AW: what causes Machine Check exception?

From: Martin Bene (mb@sime.com)
Date: Tue Sep 26 2000 - 15:02:52 EST


Hi Albert,

> See the Signal 11 FAQ... you can start with:
>
> 1. make sure the memory in bank 4 is properly seated
> 2. make sure your case is cool enough inside
> 3. make sure your power supply is good
> 4. try new RAM
> 5. try a new motherboard

Memory: ECC Mem in all banks, status:

[root@delphi1 log]# cat /proc/ram
Chipset ECC capability : ECC detection and correction
Current ECC mode : ECC detection and correction
Bank Size Type ECC SBE MBE
0 128M SDR Y 0 0
1 128M SDR Y 0 0
2 128M SDR Y 0 0
3 128M SDR Y 0 0
Total 512M

So memory problems seem to be out. (kernel did not panic on machine check
exception, so machine is still up after reported exception)

Temperature / power:

[root@delphi1 log]# sensors
w83781d-isa-0290
Adapter: ISA adapter
Algorithm: ISA algorithm
VCore 1: +1.60 V (min = +1.56 V, max = +1.72 V)
VCore 2: +1.61 V (min = +1.56 V, max = +1.72 V)
+3.3V: +3.44 V (min = +3.13 V, max = +3.45 V)
+5V: +4.99 V (min = +4.72 V, max = +5.24 V)
+12V: +11.86 V (min = +11.36 V, max = +12.58 V)
-12V: -11.51 V (min = -11.13 V, max = -12.55 V)
-5V: -4.88 V (min = -4.74 V, max = -5.24 V)
CPU-Fan: 4623 RPM (min = 3000 RPM, div = 2)
MB temp: +34 C (limit = +60 C, hysteresis = +50 C)

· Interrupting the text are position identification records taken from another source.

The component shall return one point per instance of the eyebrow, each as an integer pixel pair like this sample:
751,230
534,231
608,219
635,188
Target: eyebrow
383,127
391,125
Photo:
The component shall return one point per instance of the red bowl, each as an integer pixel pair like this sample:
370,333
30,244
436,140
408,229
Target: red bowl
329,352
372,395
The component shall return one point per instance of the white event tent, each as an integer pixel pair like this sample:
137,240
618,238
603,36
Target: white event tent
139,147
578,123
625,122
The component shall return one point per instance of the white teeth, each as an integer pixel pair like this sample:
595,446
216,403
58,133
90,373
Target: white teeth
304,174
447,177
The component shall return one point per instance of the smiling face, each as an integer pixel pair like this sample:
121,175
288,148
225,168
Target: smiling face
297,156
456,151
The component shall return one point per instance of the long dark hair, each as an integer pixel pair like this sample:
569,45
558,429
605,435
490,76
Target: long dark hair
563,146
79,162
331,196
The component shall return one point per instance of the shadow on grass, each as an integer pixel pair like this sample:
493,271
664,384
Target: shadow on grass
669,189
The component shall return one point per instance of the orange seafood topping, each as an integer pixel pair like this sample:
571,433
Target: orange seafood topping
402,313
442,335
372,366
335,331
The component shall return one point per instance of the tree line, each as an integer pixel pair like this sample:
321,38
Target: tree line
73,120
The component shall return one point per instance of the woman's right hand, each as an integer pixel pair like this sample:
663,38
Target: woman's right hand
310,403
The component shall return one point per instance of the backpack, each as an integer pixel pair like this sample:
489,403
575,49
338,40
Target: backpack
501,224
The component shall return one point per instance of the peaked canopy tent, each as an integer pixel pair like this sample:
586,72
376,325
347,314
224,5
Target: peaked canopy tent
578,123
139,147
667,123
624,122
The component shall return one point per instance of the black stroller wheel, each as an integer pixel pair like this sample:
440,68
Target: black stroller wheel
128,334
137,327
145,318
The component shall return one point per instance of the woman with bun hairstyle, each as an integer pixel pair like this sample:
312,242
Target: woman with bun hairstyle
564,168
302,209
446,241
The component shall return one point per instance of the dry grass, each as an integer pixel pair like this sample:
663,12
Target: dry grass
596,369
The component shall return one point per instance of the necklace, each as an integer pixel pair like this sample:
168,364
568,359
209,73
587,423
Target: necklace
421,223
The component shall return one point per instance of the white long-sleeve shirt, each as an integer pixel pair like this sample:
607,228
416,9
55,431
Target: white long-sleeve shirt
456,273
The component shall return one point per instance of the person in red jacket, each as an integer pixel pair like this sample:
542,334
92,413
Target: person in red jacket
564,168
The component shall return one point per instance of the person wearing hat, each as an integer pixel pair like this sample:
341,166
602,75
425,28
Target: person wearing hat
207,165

Looks OK as well, no peaks / anomalys reported for the time of the error as
well. System is running with 1 case fan, 1 fan for the hd's and one for the
power supply.

Leaves faulty CPU or motherboard; I've got 4 identical systems, this is the
first strange message reported so far on any of them.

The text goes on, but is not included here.